Leveraging extensive experience with leading QMS software platforms such as TrackWise, Veeva Vault QMS, MasterControl, and EtQ, our experts streamline the entire lifecycle of QMS records—deviations, CAPAs, change controls, investigations, complaints, and audit findings—while working closely with cross-functional teams (CFTs) and Quality Assurance (QA) to drive timely closure and compliance.
What We Do
QMS Record Authoring and Documentation Support
Accurate, audit-ready documentation of deviations, investigations, CAPAs, and change controls using your preferred QMS platforms (e.g., TrackWise, Veeva Vault QMS, MasterControl, EtQ), ensuring seamless integration with existing workflows.

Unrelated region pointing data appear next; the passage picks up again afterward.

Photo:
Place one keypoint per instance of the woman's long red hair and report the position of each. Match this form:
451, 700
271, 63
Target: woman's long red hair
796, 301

Investigation Writing Services
End-to-end writing of technical and quality investigations for deviations, out-of-specification (OOS), out-of-trend (OOT), audit findings, and complaint records—aligned with ICH Q9, FDA, and EU GMP expectations.
Root Cause Analysis (RCA) Support
Facilitated RCA using tools like 5 Whys, Fishbone Diagrams, and FMEA, with clear documentation of the investigation process, contributing factors, and evidence.

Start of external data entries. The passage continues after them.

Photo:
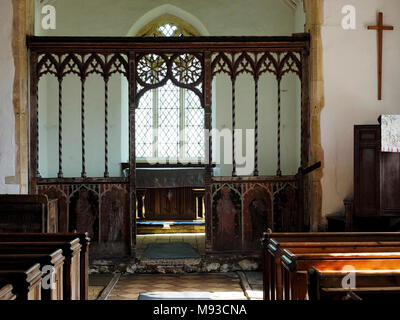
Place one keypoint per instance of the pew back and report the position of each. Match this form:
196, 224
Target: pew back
84, 255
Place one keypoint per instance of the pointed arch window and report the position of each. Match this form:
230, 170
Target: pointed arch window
169, 119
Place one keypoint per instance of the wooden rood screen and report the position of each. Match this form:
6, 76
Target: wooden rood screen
105, 206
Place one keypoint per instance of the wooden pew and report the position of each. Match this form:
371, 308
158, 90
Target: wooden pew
296, 267
71, 251
6, 293
271, 254
26, 282
369, 284
84, 255
28, 213
275, 251
55, 260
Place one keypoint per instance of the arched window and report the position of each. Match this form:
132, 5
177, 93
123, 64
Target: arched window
170, 119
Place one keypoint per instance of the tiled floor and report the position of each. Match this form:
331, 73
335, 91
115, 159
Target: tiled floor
196, 240
97, 282
255, 281
221, 286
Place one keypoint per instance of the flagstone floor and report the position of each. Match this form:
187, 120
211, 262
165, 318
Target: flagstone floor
221, 286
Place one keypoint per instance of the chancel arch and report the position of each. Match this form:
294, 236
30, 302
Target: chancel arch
169, 79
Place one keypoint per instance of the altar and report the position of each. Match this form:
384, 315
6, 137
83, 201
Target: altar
170, 193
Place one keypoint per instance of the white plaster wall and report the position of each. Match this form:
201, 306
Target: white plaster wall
350, 74
7, 120
217, 18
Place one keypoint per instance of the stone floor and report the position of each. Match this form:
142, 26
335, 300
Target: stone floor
196, 240
221, 286
97, 282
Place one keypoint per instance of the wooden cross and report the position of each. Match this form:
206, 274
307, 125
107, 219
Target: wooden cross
380, 28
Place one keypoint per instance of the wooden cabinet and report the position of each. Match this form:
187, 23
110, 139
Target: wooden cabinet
376, 180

CAPA Development and Justification
Assistance in defining appropriate corrective and preventive actions, implementation plans, and effectiveness checks, all documented in alignment with global regulatory requirements.
Cross-Functional Coordination (CFTs)
Seamless collaboration with Operations, QA, QC, IT, Engineering, and RA teams to gather inputs, clarify issues, and ensure records are completed accurately and on time.
Timely Closure of QMS Records
Project management and follow-up to ensure timely closure of open quality records and CAPAs—minimizing overdue actions and regulatory risk.
QMS Data Integrity Checks
Review and verification of QMS record completeness, traceability, and compliance with data integrity principles (ALCOA+).
Regulatory and Inspection Readiness
Ensuring all QMS records are documented in a way that withstands scrutiny during FDA, EMA, MHRA, CDSCO, or client audits.
Process Improvement Recommendations
Identification of recurring issues or trends in QMS records, with actionable recommendations to improve workflows and reduce quality event recurrence.